Все два года в армии, в казарменной духоте и на пыльных полигонах, перед его внутренним взором стояла не тихая и печальная Лариса, а абсолютно другая девушка — Полина Лазарева. Он помнил её еще по школьным соревнованиям, куда их сборная ездила из Лысково. Она была вся — порыв, гибкость и сталь. У Полины были длинные, иссиня-черные волосы, собранные в тугой хвост, летящая легкая походка и глаза цвета темного янтаря, которые смотрели на мир с вызовом и насмешкой.

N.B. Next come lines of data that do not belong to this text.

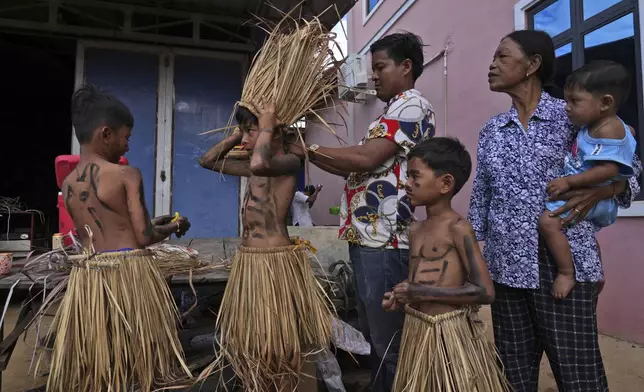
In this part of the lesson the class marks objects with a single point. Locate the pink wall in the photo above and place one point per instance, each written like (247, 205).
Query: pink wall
(318, 133)
(472, 38)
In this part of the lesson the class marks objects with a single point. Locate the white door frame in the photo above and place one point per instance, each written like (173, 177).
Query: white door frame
(165, 106)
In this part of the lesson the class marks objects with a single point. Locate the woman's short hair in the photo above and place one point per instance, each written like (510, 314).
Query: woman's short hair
(535, 42)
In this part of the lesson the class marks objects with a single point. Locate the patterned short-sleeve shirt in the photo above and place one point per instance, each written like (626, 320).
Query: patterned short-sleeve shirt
(375, 211)
(514, 165)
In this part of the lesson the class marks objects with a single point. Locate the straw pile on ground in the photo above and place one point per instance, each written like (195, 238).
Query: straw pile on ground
(116, 328)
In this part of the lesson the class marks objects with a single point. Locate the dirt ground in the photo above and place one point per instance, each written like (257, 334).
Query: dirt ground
(623, 360)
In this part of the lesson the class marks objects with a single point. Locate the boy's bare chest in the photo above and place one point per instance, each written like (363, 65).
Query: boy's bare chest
(434, 260)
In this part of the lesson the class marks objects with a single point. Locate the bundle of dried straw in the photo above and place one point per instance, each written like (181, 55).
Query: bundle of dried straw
(295, 68)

На тех самых соревнованиях, четыре года назад, Полина выиграла забег на стометровку. Роман, разгоряченный и восхищенный, тогда поспорил с друзьями, что догонит её. И догнал. Запыхавшийся, обхватил её руками и выдохнул в самое ухо: «Вот ты и попалась». А она, смешливая и дерзкая, вывернулась змеёй и, смеясь, сказала на бегу: «Мечтай, Зимин, не твоего поля ягода». Этот бег, это её лицо, этот смех накрепко врезались в его память.
Вернувшись в Лысково, он узнал, что Полина не уехала, а устроилась хореографом в местный Дворец Культуры. Весь следующий месяц он провел в странном полузабытьи. Днем помогал отцу в гараже, а вечером, начистив до блеска мотоцикл, мчался в райцентр и кружил вокруг ДК, как привязанный. Он видел, как Полина, в окружении стайки девчонок, выходит на крыльцо, как поправляет прическу, но ни разу не решился подойти.
И вот, однажды, он набрался смелости. Дождался, когда девчонки разойдутся, и шагнул ей навстречу из тени старых тополей.
— Полина! — голос его дрогнул, но он быстро взял себя в руки. — Здравствуй. Это я. Помнишь, я говорил тебе тогда, на стадионе? Из армии вернулся. Сказал ведь, что женюсь на тебе. Вот я и пришел.
Полина обернулась, и на её лице отразилось скорее удивление, чем радость. Она скрестила руки на груди и усмехнулась. Усмешка эта была для Романа страшнее удара.
— Ох, жених, — протянула она. — Опоздал ты, гвардеец. Я замуж выхожу. Да и с чего ты взял, что я вообще рассматривала твою кандидатуру? Это было сто лет назад, в детском саду.
Она насмешливым, ледяным взглядом окинула его с ног до головы, и этот взгляд ясно говорил: «Ты никто. Ты пустое место». Но Роман, упрямый и горячий, не поверил в окончательность приговора. Он поймал её за руку.
— Не шути так, Поль. Я ведь правда, как дурак, только тобой и жил эти два года. За кого ты собралась, хоть скажи? За какого-нибудь местного хлыща?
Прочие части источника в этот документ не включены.